Published online by Cambridge University Press: 05 August 2014
Introduction
Regularly, in courtrooms around Sri Lanka, judges and Buddhist monks find themselves, quite literally, in a standoff. Sri Lanka’s code of civil procedure stipulates that all persons must rise when a judge enters the courtroom. However, Buddhist custom dictates that monks, on account of their spiritual superiority, must never rise to greet non-monks, judges included. So, when a judge enters a courtroom with monks present, there is a dilemma: Who stands in deference to whom? Religious and civil authorities collide, before a word is even spoken.

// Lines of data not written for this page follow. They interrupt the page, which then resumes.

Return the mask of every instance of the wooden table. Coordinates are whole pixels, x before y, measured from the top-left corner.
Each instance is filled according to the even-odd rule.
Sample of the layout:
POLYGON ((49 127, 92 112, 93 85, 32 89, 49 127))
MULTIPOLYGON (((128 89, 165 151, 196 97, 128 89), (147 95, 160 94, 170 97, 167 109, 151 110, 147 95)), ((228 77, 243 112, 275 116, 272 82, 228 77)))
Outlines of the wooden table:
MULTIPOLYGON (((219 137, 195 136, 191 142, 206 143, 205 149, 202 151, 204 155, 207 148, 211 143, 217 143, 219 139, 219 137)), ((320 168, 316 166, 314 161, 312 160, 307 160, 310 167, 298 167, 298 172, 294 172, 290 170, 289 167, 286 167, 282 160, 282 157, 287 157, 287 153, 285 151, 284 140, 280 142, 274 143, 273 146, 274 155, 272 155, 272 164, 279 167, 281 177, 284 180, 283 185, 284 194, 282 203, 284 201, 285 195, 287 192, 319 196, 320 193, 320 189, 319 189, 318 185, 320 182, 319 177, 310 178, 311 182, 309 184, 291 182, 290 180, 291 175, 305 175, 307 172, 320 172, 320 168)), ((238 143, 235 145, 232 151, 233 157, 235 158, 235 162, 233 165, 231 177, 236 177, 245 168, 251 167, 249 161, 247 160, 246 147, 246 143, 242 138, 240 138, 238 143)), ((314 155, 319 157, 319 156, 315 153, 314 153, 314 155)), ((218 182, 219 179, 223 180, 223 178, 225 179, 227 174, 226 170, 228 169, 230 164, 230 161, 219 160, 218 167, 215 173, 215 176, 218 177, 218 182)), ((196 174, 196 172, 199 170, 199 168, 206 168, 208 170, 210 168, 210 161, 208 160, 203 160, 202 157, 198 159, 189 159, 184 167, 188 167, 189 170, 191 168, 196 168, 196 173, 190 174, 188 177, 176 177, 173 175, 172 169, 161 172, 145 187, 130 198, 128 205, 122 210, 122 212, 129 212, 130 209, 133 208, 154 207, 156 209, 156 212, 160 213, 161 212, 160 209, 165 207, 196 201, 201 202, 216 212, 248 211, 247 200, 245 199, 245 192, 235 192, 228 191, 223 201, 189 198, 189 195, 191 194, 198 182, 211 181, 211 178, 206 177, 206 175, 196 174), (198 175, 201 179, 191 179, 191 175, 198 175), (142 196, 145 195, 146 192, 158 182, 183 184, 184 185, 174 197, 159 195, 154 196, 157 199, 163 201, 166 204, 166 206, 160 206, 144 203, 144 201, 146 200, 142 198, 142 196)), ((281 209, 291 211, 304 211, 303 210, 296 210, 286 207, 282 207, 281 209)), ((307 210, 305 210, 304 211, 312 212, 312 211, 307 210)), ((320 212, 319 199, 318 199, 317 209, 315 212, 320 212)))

The dilemma of competing political and religious authority has a long history in Buddhism. Pāli Buddhist texts tend to conceive of the relationship in two opposing ways. In certain places, Pāli sources insinuate the dominance of political authority by describing the rights of kings to periodically “cleanse” (sodheti) local monastic fraternities of impious or heterodox monks. In other places, Pāli texts suggest the superiority of religious authority by describing monks as assessing the virtues, beneficence, and legitimacy of kings. Taken as a whole, Pāli Buddhist texts portray the links between state and religious authorities as a kind of reciprocity or tension (depending on how one reads it) in which rulers guarantee the piety of monks and monks guarantee the righteousness of rulers – each side claiming to protect, in a broad sense, the vitality of Buddhism in the world.